Laser Photonics Corp executive Anuradha Tewari, EVP Global Ops & Strategy, has filed a Form 3, which is an initial statement of beneficial ownership for insiders. The filing shows no reported transactions, holdings, or derivative positions in the provided data.
Laser Photonics Corporation is offering 7,142,858 shares of common stock with accompanying Series A-1 and A-2 warrants in a $5 million best-efforts public offering priced at $0.70 per share and warrants.

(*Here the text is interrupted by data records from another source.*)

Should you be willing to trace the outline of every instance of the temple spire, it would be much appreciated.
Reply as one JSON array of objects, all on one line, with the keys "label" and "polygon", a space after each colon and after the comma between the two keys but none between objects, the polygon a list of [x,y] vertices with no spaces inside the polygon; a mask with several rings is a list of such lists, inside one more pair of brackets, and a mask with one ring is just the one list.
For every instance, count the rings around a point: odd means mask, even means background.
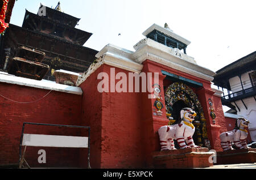
[{"label": "temple spire", "polygon": [[57,11],[61,11],[61,10],[60,9],[60,2],[59,1],[58,2],[58,5],[55,7],[55,10],[57,10]]}]

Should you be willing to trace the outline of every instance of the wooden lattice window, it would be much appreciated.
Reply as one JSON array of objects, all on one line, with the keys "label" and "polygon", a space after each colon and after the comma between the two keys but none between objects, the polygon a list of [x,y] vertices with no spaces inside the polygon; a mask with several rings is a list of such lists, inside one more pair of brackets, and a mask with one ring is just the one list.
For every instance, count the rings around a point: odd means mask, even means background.
[{"label": "wooden lattice window", "polygon": [[251,80],[251,85],[256,86],[256,71],[249,74],[250,80]]}]

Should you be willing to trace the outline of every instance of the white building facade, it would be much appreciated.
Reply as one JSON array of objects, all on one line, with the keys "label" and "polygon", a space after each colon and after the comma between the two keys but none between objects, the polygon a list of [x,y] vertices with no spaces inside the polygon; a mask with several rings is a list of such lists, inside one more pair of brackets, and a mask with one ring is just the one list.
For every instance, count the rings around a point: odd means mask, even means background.
[{"label": "white building facade", "polygon": [[228,90],[222,95],[222,104],[232,109],[229,112],[250,121],[251,140],[256,142],[256,52],[216,73],[214,85]]}]

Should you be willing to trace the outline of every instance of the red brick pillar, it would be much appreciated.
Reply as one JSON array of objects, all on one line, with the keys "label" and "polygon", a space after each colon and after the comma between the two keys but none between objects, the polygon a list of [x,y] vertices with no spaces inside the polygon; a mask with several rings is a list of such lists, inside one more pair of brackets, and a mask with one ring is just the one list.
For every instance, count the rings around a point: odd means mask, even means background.
[{"label": "red brick pillar", "polygon": [[[159,88],[160,92],[158,94],[154,91],[151,93],[147,91],[142,93],[141,106],[142,106],[142,142],[143,149],[142,156],[144,156],[146,167],[152,167],[152,153],[155,151],[160,151],[159,138],[158,135],[158,129],[162,126],[167,125],[168,120],[166,117],[166,111],[164,102],[164,92],[163,89],[163,80],[165,76],[163,75],[156,65],[149,63],[147,61],[143,63],[143,68],[142,72],[152,73],[152,88]],[[158,74],[158,82],[154,81],[154,75]],[[158,86],[159,85],[159,86]],[[158,108],[155,106],[156,96],[160,97],[159,101],[163,105],[163,109],[160,110],[162,115],[158,115]]]},{"label": "red brick pillar", "polygon": [[[216,100],[214,98],[215,96],[213,95],[215,92],[210,88],[207,89],[205,87],[203,87],[197,90],[196,93],[198,95],[198,98],[203,106],[204,116],[207,119],[207,129],[208,138],[210,142],[211,148],[216,151],[221,151],[221,147],[220,140],[221,126],[220,126],[220,122],[225,119],[222,104],[220,104],[219,102],[214,102],[214,100]],[[213,118],[210,115],[210,105],[209,104],[210,100],[213,104],[213,112],[215,114],[217,114],[214,119],[215,123],[213,121]],[[221,111],[222,111],[222,113]]]}]

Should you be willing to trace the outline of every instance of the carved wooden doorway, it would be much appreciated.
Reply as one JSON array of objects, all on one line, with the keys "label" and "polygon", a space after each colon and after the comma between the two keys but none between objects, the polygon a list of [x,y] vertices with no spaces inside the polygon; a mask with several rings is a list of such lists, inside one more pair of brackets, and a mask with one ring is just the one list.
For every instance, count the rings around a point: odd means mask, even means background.
[{"label": "carved wooden doorway", "polygon": [[183,108],[190,108],[196,112],[197,116],[193,122],[196,128],[193,139],[196,144],[210,149],[204,111],[193,90],[183,83],[175,82],[167,88],[164,99],[170,125],[180,122],[180,112]]}]

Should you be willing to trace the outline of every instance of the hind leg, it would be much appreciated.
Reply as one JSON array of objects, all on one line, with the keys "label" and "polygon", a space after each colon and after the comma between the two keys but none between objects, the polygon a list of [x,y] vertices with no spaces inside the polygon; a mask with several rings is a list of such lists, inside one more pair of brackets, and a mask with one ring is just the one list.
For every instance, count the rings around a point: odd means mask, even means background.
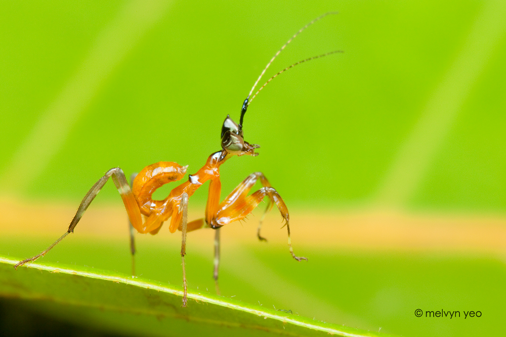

Each share comes with two warrants, each exercisable at $0.70 per share, with the Series A-1 warrants expiring five years after the initial exercise date and the Series A-2 warrants expiring after 24 months. The company will also issue placement agent warrants to purchase 500,000 shares. Net proceeds are expected to be used for research and development of laser-based technologies, repayment of outstanding notes issued under a September 12, 2025 Note Purchase Agreement, and working capital. The company reports continued net losses and a going concern qualification, and warns of immediate dilution and high risk for new investors.
Laser Photonics Corporation appointed Ann Tewari as Executive Vice President of Global Operations and Strategy. She brings extensive experience from leadership roles at Comtech Communications, Pratt & Whitney, Takata, Northrop Grumman, Goodrich Corporation and other technology and defense-related companies, with a track record of improving quality and operational efficiency.
Under her at-will employment agreement, after a six-month evaluation period Ms. Tewari will receive a base salary of $170,000 and may earn a $100,000 bonus if the Company generates at least $10,000,000 in annual revenue. She was also granted options under the 2019 Stock Incentive Plan to acquire 40,000 shares, vesting pro rata over three years.